Aunque estamos encerrados entre estos sombríos muros, sin poder actuar, sabemos que las acciones de nuestros compañeros se multiplican en el exterior. La Resistencia teje su tela, se despliega. La brigada tiene ahora destacamentos organizados por toda la región; además, el combate por la libertad está tomando forma en toda Francia. Charles dijo un día que habíamos inventado la guerra callejera; desde luego exageraba, porque no éramos los únicos, pero habíamos dado ejemplo en la región. Los demás nos seguían y todos los días la tarea del enemigo se veía contrariada y paralizada por nuestras numerosas acciones. Ningún convoy alemán circulaba sin riesgo de que un vagón o algún cargamento hubiera sido saboteado, ninguna fábrica francesa producía para el ejército enemigo sin que saltaran los transformadores que alimentaban la corriente, sin que sus instalaciones fueran destruidas. Asimismo, a medida que aumentaban las actuaciones de nuestros compañeros, la población conseguía recobrar su valor y las filas de la Resistencia aumentaban.

A la hora del paseo, los españoles nos informan de que la brigada dio ayer un golpe de efecto. Jacques intenta averiguar algo más de un preso político español. Se llama Boldados, y los guardias le tienen un poco de miedo. Es un castellano que, como todos los suyos, lleva dentro de sí el orgullo de su tierra, una tierra que ha defendido en los combates de la Guerra Civil española y que no dejó de amar en ningún momento de su éxodo, cuando tuvo que cruzar los Pirineos a pie. Tampoco en los campos del oeste, donde había estado encerrado, había dejado de cantarle. Boldados le hace una señal a Jacques para que se acerque a la reja que separa el patio de los españoles del de los franceses. Y, cuando Jacques se acerca, aquél le explica lo que le ha contado un guardia simpatizante:

– El golpe lo dio uno de los vuestros. La semana pasada, se subió por los pelos al último tranvía, sin darse cuenta siquiera de que estaba reservado a los alemanes.

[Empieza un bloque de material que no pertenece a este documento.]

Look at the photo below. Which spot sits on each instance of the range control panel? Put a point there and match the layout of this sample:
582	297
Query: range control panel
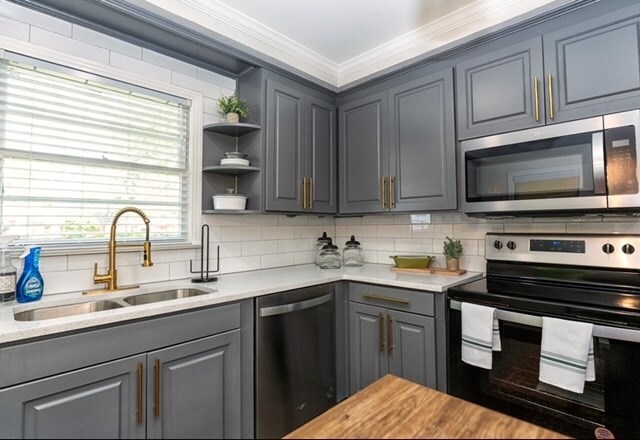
597	250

Debía de tener la cabeza en otra parte para hacer algo así. Un alemán lo hizo bajar enseguida de una patada en el culo. A tu compañero no le hizo ninguna gracia. Es comprensible, la patada en el culo fue una humillación. Entonces, estuvo investigando y comprendió enseguida que ese tranvía llevaba todas las noches a los oficiales que salían del Cinéma des Variétés; parecía que el último servicio estuviera reservado a esos hijos de puta. Volvieron algunos días después, es decir, ayer por la noche, con tres más de los vuestros al mismo sitio donde le habían pateado el culo a tu compañero, y esperaron.